### To be adverserial or to be matched? This is not a question.

In stead of fitting your generator $$q$$ to your data distribution $$p$$ via a discriminator in an adverserial manner, consider matching $$q$$ and $$p$$ via the maximum mean discrepency (MMD) criterion in a lower dimension space projected by $$f_\theta$$ while keeping the ratios between $$p$$ and $$q$$ on both spaces matched by minimising $$\int q(x) \left( \frac{p(x)}{q(x)} - \frac{p\left(f_\theta(x)\right)}{q\left(f_\theta(x)\right)} \right)^2 dx$$ w.r.t to $$\theta$$.

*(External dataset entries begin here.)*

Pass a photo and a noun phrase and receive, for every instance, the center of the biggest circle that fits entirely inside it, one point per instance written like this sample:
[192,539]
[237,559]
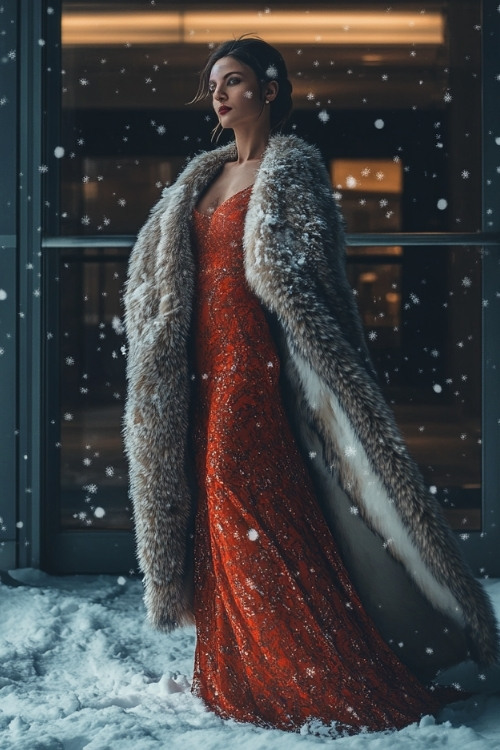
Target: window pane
[93,470]
[422,314]
[421,309]
[372,82]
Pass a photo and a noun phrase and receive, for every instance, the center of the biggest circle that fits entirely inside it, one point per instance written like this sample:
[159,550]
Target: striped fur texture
[295,264]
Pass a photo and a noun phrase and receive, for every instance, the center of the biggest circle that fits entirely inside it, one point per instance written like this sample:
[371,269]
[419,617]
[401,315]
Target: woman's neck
[251,146]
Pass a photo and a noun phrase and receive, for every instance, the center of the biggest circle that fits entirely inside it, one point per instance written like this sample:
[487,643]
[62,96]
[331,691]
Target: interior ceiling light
[279,27]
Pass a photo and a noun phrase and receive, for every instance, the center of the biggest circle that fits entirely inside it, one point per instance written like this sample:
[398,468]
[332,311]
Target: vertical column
[491,287]
[9,61]
[31,172]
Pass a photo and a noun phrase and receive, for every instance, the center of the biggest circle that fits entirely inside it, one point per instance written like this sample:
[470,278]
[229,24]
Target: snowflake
[272,72]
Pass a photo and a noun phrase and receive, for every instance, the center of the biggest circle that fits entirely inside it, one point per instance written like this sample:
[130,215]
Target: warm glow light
[367,175]
[279,27]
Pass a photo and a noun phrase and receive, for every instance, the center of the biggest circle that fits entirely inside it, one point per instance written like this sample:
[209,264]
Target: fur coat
[387,525]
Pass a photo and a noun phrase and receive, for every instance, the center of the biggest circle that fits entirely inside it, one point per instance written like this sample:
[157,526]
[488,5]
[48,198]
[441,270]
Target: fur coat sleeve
[295,264]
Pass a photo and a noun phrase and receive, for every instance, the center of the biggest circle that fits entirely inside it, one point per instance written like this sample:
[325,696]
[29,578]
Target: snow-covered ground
[81,669]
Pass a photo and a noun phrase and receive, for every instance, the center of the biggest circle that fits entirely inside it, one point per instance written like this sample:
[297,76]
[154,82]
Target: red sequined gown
[282,637]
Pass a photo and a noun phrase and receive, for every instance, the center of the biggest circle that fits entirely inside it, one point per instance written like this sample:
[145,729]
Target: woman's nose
[219,93]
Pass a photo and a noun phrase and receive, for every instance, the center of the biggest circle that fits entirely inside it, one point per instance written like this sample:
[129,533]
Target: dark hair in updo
[267,64]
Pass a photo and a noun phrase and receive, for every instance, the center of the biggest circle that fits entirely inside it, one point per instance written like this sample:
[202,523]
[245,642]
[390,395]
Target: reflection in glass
[94,476]
[422,316]
[399,84]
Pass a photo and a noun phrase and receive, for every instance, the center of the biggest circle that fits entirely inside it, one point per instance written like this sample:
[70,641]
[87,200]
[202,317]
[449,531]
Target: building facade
[404,105]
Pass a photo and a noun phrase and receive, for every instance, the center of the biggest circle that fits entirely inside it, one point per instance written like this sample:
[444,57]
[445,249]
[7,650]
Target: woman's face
[236,94]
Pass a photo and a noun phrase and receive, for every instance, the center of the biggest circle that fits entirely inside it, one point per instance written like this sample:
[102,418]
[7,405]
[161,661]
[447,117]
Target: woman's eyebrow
[231,73]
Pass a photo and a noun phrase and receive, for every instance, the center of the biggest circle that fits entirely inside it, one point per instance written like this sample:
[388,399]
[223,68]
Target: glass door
[391,96]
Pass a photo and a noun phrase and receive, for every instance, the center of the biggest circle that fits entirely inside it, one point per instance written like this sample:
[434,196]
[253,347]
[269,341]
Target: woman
[326,582]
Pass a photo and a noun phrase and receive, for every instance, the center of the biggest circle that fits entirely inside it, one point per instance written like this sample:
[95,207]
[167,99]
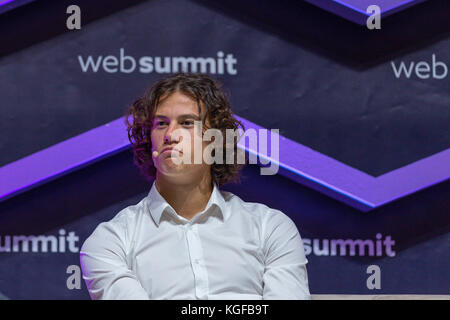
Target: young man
[187,239]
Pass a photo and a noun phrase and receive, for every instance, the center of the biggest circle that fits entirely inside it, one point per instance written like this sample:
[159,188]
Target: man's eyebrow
[182,116]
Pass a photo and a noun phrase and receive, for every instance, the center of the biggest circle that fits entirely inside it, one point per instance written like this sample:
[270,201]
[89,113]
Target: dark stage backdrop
[326,83]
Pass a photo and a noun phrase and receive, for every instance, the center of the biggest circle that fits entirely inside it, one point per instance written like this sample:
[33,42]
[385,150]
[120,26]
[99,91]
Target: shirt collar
[157,204]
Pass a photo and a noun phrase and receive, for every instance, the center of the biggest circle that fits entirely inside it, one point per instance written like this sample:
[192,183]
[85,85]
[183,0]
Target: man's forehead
[177,104]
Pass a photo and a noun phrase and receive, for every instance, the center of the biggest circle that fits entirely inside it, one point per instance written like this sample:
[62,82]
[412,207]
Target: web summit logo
[221,64]
[40,243]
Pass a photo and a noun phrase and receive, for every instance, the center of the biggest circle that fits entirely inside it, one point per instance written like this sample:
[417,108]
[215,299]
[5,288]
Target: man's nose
[169,136]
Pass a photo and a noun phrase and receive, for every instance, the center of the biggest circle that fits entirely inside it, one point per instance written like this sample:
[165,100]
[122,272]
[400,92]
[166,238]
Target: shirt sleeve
[285,276]
[104,267]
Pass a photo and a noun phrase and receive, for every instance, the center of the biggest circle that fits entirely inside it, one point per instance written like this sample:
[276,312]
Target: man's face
[173,137]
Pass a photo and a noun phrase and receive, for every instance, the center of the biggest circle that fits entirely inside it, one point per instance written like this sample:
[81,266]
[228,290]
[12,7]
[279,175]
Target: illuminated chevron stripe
[297,162]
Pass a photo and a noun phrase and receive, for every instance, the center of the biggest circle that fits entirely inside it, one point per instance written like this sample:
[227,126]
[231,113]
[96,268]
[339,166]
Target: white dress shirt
[231,250]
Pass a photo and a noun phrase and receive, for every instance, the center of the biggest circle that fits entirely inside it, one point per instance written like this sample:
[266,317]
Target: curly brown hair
[206,92]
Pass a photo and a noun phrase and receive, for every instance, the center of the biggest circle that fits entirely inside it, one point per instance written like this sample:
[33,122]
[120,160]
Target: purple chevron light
[356,10]
[297,162]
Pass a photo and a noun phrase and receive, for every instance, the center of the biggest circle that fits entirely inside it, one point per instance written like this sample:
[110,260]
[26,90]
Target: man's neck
[187,199]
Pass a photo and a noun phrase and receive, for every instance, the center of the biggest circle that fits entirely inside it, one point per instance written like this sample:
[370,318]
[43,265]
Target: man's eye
[161,123]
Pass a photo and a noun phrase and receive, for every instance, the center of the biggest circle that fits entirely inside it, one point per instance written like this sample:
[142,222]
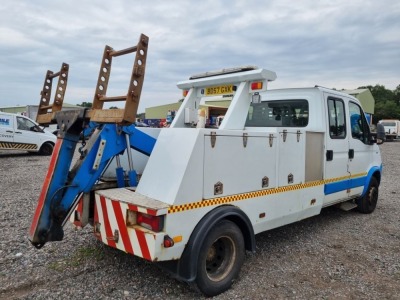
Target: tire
[46,149]
[367,203]
[221,258]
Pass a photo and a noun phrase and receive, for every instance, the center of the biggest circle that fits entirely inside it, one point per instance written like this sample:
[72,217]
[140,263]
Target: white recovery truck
[279,156]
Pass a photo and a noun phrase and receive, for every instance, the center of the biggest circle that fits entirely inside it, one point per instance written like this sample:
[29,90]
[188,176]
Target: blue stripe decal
[335,187]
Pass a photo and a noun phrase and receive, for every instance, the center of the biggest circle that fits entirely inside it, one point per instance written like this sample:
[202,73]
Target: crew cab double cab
[18,132]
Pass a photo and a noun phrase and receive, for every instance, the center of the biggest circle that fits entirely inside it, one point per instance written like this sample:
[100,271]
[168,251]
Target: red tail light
[154,223]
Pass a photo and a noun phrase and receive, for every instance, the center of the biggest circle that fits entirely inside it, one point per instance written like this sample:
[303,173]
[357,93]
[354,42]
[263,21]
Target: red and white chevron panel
[111,215]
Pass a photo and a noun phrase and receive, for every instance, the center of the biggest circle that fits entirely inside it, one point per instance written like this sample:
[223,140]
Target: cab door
[337,175]
[360,149]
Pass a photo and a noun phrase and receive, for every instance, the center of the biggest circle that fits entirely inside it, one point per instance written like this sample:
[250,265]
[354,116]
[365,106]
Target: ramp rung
[51,76]
[112,99]
[45,94]
[46,106]
[122,52]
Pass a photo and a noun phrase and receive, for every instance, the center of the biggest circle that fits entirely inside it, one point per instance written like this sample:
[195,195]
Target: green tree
[380,93]
[387,110]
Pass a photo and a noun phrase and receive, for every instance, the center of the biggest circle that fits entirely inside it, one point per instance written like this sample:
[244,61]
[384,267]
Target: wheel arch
[373,172]
[184,268]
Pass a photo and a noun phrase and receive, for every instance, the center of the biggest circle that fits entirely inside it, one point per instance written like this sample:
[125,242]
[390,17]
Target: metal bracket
[115,237]
[290,178]
[284,135]
[271,139]
[213,138]
[218,188]
[99,154]
[265,181]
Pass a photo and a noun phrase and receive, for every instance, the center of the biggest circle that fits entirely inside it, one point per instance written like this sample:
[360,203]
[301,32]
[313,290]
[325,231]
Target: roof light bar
[223,72]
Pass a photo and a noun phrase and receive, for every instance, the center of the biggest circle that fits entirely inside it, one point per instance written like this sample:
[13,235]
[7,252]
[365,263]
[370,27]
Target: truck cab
[18,132]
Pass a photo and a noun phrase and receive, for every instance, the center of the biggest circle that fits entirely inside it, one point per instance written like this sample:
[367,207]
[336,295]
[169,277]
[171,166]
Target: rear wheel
[367,203]
[221,257]
[46,149]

This yeilds an effective training methods called generative ratio matching (GRAM) that trains deep networks to generate data with better quality than GANs whiling being as stable as MMD networks.

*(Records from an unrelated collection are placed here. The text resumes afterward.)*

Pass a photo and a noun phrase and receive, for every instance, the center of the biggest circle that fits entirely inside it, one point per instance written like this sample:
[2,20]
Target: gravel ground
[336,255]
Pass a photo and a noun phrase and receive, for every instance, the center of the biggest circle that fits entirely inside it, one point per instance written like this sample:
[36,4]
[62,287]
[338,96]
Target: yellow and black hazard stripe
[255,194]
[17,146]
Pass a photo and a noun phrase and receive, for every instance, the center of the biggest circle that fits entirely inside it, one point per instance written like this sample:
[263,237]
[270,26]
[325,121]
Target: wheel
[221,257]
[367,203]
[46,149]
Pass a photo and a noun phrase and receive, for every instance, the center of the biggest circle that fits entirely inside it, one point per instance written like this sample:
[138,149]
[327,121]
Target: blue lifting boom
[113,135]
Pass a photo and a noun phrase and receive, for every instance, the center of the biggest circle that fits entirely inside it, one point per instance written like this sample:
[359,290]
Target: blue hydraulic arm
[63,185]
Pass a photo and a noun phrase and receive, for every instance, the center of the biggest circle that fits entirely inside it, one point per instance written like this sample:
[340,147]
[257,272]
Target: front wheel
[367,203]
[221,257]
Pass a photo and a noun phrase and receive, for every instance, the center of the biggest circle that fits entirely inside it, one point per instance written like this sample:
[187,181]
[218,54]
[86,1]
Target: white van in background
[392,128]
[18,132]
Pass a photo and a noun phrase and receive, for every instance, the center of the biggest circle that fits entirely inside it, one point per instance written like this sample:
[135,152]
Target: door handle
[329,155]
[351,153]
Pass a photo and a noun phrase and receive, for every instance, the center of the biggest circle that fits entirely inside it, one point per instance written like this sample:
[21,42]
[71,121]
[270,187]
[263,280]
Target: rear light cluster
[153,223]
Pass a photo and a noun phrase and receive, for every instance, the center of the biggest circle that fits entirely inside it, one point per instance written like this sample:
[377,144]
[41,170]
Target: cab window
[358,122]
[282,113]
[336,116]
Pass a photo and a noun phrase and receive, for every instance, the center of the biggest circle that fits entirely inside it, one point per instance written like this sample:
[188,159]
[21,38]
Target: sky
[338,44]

### Statistical machine learning is all about gambling.

How to estimate an infinte sum $$S = \sum_{k=1}^\infty T_k$$ that converges?

Spin a roulette via $$K \sim P(\tau) = (1 - \rho_{\tau+1})\prod_{s=1}^\tau \rho_s$$, where $$P(\tau)$$ represents an abrititary discrete distribution.

Then your unbiased estimate of the sum is $$\hat{S}_K = \sum_{k=1}^K \frac{T_k}{p_k}$$, where $$p_k = \prod_{j=1}^k \rho_j$$.

The trick is used in my method roulette-based amortized variational expectation (RAVE) to perform amortized inference in deep models with an Indian bufeet process prior.

PS: Gambling is risky and, therefore, is not recommended.

### Low dimensional embeddings are meaningless without the decision boundary

What can you do to visualise a probabilistic classifier? Well, if the data is in 2D, you'll probably visulize its decision boundary directly. But what if the data lives in high dimension?

Dimensionality reduction is the wrong answer! Why? Because low dimensional embeddings is meaningless without the corresponding decision boundary. One can interpret the end classification arbitrarily if only sees the embeddings.